In their fourth point, the defendants allege that the trial court failed to comply with Rule 17 of the Rules of Criminal Procedure. In pertinent part, the rule states:
(f) In all cases the prosecution and defense may, with the consent of the accused and the approval of the court, by stipulation in writing or made orally in open court, proceed to trial or complete a trial then in progress with any number of jurors less than otherwise required.
....
(h) If a juror becomes ill, disabled or disqualified during trial and an alternate juror has been selected, the case shall proceed using the alternate juror. If no alternate has been selected, the parties may stipulate to proceed with the number of jurors remaining. Otherwise, the jury shall be discharged and a new trial ordered.
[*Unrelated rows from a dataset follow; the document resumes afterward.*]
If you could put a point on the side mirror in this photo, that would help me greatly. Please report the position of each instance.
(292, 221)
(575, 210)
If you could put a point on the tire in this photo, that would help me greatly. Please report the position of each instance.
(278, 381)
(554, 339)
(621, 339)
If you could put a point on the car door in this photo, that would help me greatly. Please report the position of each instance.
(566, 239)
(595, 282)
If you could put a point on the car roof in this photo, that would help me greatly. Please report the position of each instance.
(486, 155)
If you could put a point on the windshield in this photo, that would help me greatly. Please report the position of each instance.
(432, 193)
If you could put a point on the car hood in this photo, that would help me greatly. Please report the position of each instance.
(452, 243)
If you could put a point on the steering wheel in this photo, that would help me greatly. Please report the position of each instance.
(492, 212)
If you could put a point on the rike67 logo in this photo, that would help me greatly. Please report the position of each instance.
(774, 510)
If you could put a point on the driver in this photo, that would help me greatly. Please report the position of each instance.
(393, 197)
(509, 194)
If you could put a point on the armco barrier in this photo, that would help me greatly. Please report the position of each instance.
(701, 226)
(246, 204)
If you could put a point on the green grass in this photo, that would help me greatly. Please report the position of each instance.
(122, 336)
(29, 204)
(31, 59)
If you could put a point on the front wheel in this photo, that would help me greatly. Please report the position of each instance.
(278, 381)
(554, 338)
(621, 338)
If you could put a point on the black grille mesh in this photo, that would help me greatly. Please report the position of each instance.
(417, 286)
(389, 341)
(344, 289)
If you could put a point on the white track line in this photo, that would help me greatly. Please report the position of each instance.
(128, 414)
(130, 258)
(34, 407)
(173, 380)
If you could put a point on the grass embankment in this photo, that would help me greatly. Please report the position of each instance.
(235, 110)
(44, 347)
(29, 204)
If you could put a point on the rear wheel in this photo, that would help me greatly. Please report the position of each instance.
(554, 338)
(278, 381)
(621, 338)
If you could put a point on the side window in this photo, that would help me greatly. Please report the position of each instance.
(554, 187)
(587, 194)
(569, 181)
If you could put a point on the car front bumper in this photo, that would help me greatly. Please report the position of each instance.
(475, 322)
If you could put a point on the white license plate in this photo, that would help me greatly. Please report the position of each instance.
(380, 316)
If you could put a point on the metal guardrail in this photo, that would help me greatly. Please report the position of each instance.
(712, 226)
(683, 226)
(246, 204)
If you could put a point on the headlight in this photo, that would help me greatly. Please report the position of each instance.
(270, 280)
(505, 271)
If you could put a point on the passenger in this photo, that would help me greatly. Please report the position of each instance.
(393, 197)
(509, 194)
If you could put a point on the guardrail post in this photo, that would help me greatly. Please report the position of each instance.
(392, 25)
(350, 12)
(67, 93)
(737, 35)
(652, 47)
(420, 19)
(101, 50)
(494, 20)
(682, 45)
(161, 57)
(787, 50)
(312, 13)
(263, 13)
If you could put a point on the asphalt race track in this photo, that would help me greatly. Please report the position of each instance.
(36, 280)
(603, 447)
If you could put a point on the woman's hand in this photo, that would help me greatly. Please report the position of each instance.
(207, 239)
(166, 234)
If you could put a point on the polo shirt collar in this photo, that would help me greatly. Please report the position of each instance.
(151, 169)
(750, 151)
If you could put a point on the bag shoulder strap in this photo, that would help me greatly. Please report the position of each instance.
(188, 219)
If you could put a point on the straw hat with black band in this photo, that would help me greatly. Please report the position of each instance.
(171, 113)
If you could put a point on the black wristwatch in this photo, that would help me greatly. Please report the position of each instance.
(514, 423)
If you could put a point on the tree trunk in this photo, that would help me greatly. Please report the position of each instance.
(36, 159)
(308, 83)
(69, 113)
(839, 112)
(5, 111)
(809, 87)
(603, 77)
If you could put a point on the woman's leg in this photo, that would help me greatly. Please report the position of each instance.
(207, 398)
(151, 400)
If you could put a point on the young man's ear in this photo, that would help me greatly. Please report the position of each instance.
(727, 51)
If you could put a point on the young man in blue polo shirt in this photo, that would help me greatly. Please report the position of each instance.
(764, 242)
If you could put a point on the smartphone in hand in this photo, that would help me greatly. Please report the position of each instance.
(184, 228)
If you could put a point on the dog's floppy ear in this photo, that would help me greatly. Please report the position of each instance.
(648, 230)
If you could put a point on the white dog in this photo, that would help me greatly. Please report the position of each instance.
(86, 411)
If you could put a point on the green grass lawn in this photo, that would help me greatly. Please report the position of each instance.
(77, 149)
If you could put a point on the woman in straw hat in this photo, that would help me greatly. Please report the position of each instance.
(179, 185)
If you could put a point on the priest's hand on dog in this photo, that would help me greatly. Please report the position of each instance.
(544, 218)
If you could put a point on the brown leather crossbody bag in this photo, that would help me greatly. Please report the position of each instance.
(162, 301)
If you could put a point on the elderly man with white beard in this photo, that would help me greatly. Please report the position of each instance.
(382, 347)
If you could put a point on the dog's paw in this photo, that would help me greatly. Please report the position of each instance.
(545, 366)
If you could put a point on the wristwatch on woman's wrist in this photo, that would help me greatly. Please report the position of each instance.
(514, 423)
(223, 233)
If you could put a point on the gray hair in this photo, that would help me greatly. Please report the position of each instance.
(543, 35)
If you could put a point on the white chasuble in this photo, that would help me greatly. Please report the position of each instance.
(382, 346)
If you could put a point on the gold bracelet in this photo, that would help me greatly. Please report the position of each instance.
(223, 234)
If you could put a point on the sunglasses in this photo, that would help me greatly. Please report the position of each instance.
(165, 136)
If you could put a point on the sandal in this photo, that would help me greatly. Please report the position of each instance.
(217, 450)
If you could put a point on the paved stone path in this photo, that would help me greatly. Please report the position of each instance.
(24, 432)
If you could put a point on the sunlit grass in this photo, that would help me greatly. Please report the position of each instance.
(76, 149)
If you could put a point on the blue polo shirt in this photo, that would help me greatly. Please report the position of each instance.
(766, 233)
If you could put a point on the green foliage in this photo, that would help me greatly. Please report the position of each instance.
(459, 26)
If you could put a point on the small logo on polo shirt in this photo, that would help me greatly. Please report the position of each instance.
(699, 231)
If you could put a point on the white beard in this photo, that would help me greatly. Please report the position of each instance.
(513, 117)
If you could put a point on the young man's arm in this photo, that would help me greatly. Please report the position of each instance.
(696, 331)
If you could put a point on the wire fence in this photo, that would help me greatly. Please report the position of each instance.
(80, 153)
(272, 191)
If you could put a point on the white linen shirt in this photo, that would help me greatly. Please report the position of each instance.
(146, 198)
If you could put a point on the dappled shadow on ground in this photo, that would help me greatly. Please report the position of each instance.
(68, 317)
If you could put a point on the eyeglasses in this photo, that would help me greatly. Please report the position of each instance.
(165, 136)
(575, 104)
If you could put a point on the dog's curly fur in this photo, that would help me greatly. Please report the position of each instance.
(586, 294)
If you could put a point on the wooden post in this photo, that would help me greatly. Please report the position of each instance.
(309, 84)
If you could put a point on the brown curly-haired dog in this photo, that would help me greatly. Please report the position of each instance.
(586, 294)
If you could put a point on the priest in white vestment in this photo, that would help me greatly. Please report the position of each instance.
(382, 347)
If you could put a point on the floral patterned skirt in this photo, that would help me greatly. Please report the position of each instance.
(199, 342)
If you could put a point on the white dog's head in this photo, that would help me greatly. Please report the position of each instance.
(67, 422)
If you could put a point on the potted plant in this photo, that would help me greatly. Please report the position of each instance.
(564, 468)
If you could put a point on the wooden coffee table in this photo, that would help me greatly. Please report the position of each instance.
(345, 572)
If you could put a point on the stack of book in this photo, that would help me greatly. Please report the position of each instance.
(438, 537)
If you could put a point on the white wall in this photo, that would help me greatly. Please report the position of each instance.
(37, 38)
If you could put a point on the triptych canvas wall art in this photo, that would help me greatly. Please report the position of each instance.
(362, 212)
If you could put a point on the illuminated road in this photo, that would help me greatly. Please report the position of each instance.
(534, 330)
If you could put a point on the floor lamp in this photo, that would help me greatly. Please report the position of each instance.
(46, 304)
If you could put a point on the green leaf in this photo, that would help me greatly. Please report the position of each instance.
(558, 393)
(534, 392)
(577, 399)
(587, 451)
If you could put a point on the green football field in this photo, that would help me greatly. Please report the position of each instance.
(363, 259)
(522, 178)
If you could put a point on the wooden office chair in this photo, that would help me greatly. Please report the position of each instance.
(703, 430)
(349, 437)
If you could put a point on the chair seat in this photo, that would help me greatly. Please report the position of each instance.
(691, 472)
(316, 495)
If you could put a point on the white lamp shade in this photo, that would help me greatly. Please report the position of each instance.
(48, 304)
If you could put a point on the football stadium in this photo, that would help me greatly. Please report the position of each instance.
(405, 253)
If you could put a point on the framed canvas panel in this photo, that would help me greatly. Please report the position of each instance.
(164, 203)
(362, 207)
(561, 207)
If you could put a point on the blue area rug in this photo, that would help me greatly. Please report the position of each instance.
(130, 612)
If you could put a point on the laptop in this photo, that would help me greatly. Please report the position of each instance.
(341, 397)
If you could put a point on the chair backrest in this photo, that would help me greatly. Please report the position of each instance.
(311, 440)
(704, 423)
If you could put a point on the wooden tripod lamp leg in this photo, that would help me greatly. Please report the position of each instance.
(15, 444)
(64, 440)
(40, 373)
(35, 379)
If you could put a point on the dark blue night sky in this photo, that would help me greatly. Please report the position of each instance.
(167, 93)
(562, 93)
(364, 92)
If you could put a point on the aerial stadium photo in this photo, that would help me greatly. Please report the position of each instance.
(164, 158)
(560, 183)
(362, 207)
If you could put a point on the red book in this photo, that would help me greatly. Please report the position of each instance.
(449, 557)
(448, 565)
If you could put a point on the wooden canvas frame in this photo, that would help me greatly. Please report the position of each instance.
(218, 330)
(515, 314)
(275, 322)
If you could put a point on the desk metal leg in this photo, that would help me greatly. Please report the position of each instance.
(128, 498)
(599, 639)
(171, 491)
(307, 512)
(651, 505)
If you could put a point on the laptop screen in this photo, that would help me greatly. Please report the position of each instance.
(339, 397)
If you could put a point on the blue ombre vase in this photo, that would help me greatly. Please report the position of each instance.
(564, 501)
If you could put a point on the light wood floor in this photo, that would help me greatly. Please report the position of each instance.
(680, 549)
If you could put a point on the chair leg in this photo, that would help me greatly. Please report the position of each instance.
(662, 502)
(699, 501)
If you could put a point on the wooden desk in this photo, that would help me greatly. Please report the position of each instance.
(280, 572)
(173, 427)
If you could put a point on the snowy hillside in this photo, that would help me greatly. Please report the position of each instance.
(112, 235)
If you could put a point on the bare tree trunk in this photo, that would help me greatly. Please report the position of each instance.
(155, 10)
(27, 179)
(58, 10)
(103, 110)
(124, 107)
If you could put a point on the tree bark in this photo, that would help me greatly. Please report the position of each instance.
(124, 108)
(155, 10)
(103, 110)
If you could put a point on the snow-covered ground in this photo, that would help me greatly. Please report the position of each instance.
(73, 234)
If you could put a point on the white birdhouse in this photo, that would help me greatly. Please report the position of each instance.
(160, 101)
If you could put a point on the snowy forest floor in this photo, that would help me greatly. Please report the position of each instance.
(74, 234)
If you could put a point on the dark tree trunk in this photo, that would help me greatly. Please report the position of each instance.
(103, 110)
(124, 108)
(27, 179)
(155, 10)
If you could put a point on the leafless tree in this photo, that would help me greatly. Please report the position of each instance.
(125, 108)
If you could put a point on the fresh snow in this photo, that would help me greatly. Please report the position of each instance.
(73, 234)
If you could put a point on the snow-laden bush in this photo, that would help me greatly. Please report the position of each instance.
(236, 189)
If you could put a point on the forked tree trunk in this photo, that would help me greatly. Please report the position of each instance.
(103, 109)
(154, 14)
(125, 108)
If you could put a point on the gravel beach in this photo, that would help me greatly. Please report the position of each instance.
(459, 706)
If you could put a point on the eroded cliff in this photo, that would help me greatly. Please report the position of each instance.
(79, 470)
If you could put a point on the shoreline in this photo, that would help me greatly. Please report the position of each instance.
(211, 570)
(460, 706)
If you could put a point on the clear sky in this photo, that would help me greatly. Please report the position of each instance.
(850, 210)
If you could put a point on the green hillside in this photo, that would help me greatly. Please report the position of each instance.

Finally, the defendants complain that there was insufficient evidence to support their conviction of aggravated arson. They allege that their mere presence at the fire is not presumptive of guilt. On numerous occasions we have stated:
This Court will not lightly overturn the findings of a jury. We must view the evidence properly presented at trial in the light most favorable to the jury‘s verdict, and will only interfere when the evidence is so lacking and insubstantial that a reasonable man could not possibly have reached a verdict beyond a reasonable doubt.
State v. Asay, Utah, 631 P.2d 861 (1981); State v. Lamm, Utah, 606 P.2d 229 (1980); State v. Gorlick, Utah, 605 P.2d 761 (1979); State v. Logan, Utah, 563 P.2d 811 (1977). We also view in a light most favorable to the jury‘s verdict those facts which can be reasonably inferred from the evidence presented to it.
State v. McCardell, Utah, 652 P.2d 942, 945 (1982). The State presented uncontroverted evidence that accelerants had been used to create the explosion and fire, that Clark had recently had an engineer inspect her house because of some cracks in the foundation, and that the defendants were present and had been burned in the fire. The defendants’ contradictory and confusing accounts of their actions offer no reasonable explanation for the fire. We cannot say that the evidence is so lacking and insubstantial that a reasonable man could not possibly have reached a verdict beyond a reasonable doubt.
Therefore, judgment of the trial court is affirmed.
OAKS and HOWE, JJ., concur.
STEWART, Justice (dissenting):
I dissent for the same reasons stated in my dissent in State v. Durant, Utah, 674 P.2d 638 (1983). The trial court found that the setting of the fire was intentional. There is nothing to indicate, however, that the fire was set for an “unlawful” purpose as required by the aggravated arson statute,
HALL, C.J., concurs in the dissenting opinion of STEWART, J.